Man gerät  grundsätzlich  ohne Mahnung  in Verzug.

Nein, es sei denn

  • die Zahlung ist durch Vertrag oder kraft Gesetzes kalendarisch eindeutig bestimmt (z.B. bei Dauerschuldverpflichtungen).
  • Die 30 Tage Frist gilt gegenüber Verbrauchern (§ 13 BGB) nur, wenn darauf explizit hingewiesen und über die Folgen belehrt wurde
  • Ansonsten bedarf es einer Mahnung den Verzug auszulösen.

Vielleicht sollte man den § 286 BGB mal komplett lesen. Er hat 5 Absätze und nicht da aufhören wo die eigene vorgefertigte Meinung bestätigt wird.


Man sollte zahlen, weil ansonsten nur noch mehr Kosten auf einen zu kommen.
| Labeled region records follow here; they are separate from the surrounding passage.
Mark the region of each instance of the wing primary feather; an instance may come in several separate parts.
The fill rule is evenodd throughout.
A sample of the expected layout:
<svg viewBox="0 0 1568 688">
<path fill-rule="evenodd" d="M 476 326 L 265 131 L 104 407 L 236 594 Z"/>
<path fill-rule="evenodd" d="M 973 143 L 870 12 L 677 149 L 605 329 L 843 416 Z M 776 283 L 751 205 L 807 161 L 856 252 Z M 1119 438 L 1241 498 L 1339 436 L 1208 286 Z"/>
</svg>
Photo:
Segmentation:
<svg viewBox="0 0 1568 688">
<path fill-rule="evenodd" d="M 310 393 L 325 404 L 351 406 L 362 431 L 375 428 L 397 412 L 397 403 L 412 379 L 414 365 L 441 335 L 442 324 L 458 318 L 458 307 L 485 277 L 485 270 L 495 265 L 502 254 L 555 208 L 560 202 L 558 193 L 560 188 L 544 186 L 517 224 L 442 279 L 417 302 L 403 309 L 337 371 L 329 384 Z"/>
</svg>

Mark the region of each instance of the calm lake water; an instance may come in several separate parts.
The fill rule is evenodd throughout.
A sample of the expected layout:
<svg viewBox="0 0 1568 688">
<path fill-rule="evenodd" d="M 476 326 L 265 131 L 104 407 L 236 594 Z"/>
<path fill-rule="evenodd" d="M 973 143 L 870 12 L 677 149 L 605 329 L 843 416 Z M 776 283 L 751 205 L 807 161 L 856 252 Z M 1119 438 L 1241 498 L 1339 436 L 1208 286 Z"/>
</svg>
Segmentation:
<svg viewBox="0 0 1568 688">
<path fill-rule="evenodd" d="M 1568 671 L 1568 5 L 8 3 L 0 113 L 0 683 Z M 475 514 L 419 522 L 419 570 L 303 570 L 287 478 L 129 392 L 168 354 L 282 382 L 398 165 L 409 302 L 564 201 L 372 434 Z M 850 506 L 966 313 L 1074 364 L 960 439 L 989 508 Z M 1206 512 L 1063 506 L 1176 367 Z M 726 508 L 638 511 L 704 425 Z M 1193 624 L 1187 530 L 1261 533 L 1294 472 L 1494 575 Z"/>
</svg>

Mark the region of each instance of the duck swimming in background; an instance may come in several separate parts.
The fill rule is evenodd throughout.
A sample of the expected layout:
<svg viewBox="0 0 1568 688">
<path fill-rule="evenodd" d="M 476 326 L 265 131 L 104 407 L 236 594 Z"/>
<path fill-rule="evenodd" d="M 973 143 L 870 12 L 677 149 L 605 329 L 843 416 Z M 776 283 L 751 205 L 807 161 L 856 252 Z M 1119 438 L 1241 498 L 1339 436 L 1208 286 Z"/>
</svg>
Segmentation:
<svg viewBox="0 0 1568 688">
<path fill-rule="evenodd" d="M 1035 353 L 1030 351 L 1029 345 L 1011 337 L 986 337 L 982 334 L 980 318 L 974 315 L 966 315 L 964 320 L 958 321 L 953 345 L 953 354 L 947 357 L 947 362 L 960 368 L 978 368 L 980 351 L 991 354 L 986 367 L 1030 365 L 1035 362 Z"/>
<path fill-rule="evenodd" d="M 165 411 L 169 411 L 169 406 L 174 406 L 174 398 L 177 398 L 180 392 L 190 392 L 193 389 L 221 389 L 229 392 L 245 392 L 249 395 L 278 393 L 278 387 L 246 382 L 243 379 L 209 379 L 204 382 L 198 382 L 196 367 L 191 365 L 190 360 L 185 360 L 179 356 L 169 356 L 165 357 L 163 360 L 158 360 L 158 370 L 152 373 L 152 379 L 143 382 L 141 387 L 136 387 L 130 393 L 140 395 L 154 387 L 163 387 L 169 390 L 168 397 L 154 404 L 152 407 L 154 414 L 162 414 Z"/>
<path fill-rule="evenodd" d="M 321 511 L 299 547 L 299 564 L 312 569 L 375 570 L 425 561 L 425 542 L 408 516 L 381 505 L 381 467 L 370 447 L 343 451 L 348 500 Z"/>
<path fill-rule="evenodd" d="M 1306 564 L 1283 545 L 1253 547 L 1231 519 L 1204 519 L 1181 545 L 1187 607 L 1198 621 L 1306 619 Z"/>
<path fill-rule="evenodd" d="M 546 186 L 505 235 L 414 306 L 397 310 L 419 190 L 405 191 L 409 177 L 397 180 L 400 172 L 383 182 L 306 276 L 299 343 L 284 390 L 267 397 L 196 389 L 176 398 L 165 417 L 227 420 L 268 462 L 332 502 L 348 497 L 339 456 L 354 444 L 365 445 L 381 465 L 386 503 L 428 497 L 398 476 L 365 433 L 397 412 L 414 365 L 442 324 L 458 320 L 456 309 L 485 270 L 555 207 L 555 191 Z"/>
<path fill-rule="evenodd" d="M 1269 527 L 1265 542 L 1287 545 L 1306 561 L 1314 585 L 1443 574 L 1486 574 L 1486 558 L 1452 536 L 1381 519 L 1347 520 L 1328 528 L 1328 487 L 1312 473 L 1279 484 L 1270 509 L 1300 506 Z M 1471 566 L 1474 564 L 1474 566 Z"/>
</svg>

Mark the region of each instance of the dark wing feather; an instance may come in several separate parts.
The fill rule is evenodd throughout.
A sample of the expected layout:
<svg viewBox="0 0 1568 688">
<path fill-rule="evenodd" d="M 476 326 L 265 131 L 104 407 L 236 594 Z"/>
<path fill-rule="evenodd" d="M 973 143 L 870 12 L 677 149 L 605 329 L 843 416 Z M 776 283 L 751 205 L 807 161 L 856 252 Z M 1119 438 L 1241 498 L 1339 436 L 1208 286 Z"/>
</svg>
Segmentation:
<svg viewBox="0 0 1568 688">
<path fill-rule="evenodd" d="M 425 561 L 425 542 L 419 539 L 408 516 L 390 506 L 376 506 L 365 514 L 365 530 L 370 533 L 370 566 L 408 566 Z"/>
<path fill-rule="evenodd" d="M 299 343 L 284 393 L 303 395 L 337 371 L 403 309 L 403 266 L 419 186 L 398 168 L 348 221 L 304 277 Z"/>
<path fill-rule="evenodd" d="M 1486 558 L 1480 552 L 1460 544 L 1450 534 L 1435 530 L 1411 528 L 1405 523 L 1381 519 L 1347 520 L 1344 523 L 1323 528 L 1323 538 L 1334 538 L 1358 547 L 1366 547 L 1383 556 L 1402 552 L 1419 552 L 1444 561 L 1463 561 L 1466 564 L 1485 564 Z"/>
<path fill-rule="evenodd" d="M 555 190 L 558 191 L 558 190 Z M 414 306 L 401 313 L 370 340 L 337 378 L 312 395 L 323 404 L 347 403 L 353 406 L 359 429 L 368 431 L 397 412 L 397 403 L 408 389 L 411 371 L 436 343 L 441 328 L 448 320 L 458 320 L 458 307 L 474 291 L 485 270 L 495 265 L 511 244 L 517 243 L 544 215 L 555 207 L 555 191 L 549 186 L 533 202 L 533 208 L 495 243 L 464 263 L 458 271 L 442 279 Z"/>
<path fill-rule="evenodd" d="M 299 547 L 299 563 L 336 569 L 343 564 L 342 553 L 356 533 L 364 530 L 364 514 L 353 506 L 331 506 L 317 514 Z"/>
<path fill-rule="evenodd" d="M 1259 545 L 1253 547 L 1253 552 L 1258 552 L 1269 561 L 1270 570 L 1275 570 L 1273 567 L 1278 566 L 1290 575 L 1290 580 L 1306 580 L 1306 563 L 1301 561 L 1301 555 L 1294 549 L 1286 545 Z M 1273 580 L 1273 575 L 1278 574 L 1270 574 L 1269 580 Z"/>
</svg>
Welche Mehrkosten wären das den bitte, maximal die Kosten des gerichtlichen Mahnverfahrens? Man kann nicht in Verzuger sein, als im Verzug. Der Gläubiger unterliegt der Schadensminderungspflicht (§ 254 Abs. 2 BGB) und hat den für den Schuldner günstigsten und zweckdienlichsten Weg zu nehmen.


Deren Verträge  sind wasserdicht.

Zwei Anmerkungen hierzu:

  1. Wenn Verträge und AGB immer wasserdicht wären, wieso gibt es dann Tausende Urteile seitens dutzender Amts- und Landgerichte, tw. auch höherer Instanzen, bei denen Klauseln der Inhaltskontrolle zum Opfer fallen und gestrichen werden, weil sie überraschend sind (§ 305c BGB), die Gegenseite unangemessen benachteiligen (§ 307 BGB) oder sonstige ggf. sittenwidrige Dinge enthalten.
  2. Der Fragesteller hat keinen Vertrag mit dem Inkasso aus welchem sich wechselseitige Ansprüche ableiten würden.
Kommentar von Marakowsky ,

Danke Kevin1905. Ich hab jahrelang in einer Anwaltskanzlei gearbeitet, die die Forderungen von einem großen, seriösen Inkassounternehmen eingeklagt hat. Die Schuldner, die sich auf eine außergerichtliche Einigung eingelassen haben, waren uns die liebsten, eben weil die inkassokosten oft nicht zu holen waren.

Kommentar von MK838 ,

Wie soll ich jetzt konkret im Falle Frau Mumm vorgehen. Widerspruch, gar nicht reagieren, zahlen? Ich bin mir da ziemlich unsicher.

Kommentar von EXInkassoMA ,

ICH würde die Forderung unter Anheimstellung des Rechtsweges schriftlich zurückweisen

Kurzer Satz ohne große Erklärung reicht

Übrigens sind die von klarna pro Mahnung verlangten 4,90 ebenfalls nicht durchsetzungsfaehig 

Gerichte anerkennen maximal 2,50 pro Schreiben

Kommentar von MK838 ,

Ich wollte mich nochmal zum Sachverhalt melden und den derzeitigen Stand mitteilen. Ich habe dem letzten Schreiben von Frau Mumm widersprochen mit Versendedatum 21.05.. Mittlerweile hat mich am 27.05. ein weiteres Schreiben erreicht, dass ich nicht auf Ihr Schreiben reagiert hätte und Sie zum 06.06. einen Antrag auf Erlass eines gerichtlichen Mahnbescheids festsetzt. Datum des Schreibens 20.06. (7 Tage für die Zustellung eines Briefes, trotz Feiertag, erscheint mir sehr fragwürdig, ebenso wie die Tatsache, dass der Brief angeblich einen Tag vor der Versendung meines Widerspruchs erstellt wurde). Auf meine Widersprüche dem Inkassobüro gegenüber oder auf meinen Widerspruch Frau Mumm gegenüber wurde bisher nicht eingegangen.